Important measures to determine the aaccuracy of a model are:
- R^2 / R-squared : Indicates how close the data is to the fitted regression line in form of % 
- Mean Squared Error: Measures the average of errors, diff between actual value and predicted
- Or Root Mean squared Error : Square root of the MSE in same unit as absolute or predicted values 

### Model 1: Simple Linear Regression

In [None]:
#Let's calculate the R^2:
lm.fit(X, Y)
print('R-square is: ', lm.score(X, Y))

We can say that ~ 49.65% of the variation of the price is explained by the predictor variable

In [None]:
Yhat = lm.predict(X)
print('The first four predicted value:', Yhat[0:4])

In [None]:
#MSE
from sklearn.metrics import mean_squared_error
from math import sqrt

In [None]:
mse = mean_squared_error(df['price'], Yhat)
print('MSE of predicted price :',mse)
print('RMSE:',sqrt(mse))

#### Model 2: Multiple Linear Regression

In [None]:
# fit the model and execute R^2

lm.fit(Multi,df['price'])
print('R-squared  :', lm.score(Multi, df['price']))

In [None]:
# MSE and RMSE
Y_predict_Multifit = lm.predict(Multi)

print('MSE :', mean_squared_error(df['price'], Y_predict_Multifit))
print('RMSE :', sqrt(mean_squared_error(df['price'], Y_predict_Multifit)))

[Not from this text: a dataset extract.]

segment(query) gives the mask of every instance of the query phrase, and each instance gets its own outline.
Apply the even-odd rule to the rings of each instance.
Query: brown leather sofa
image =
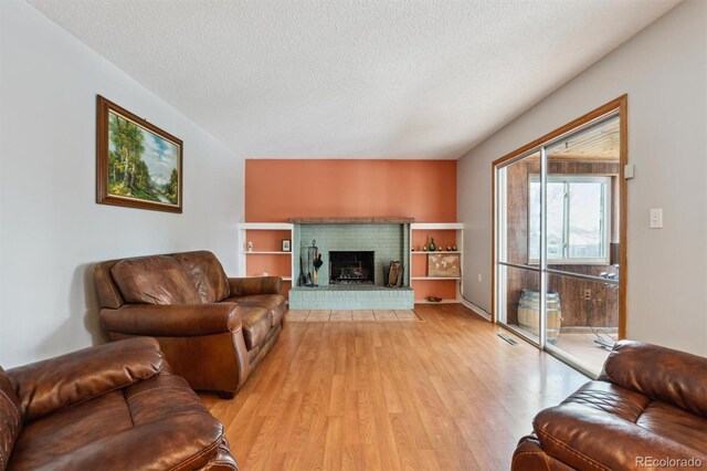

#### Model 3 : Polynomial Fit

In [None]:
from sklearn. metrics import r2_score

In [None]:
r_squared = r2_score(y, predict_3(x))
print('R-squared :', r_squared)

In [None]:
#MSE and RMSE
print('MSE:' , mean_squared_error(df['price'],predict_3(x)))
print('RMSE:' , sqrt(mean_squared_error(df['price'],predict_3(x))))

##### Now identify which among the 3 model have higher R-Squared value?
##### Which among the 3 models have lower MSE and RMSE value?

SLR using highway-mpg as a predictor variable of price
- R^2 : 0.49
- MSE : 31635042.9
<p>
MLR with horse-power, curb-weight, engine-size and higway-mpg ad predictor variable of price</p>

- R^2 : 0.80
- MSE : 11980366.8

<li>
Polynomial using highway-mpg as a predictor variable of price:
- R^2 : 0.67
- MSE : 20474146.4


The more variable you have, the better the model is at predicting, but not always.
Hence we check the R^2 and MSE values

In [None]:
## Now, conclude which model is best??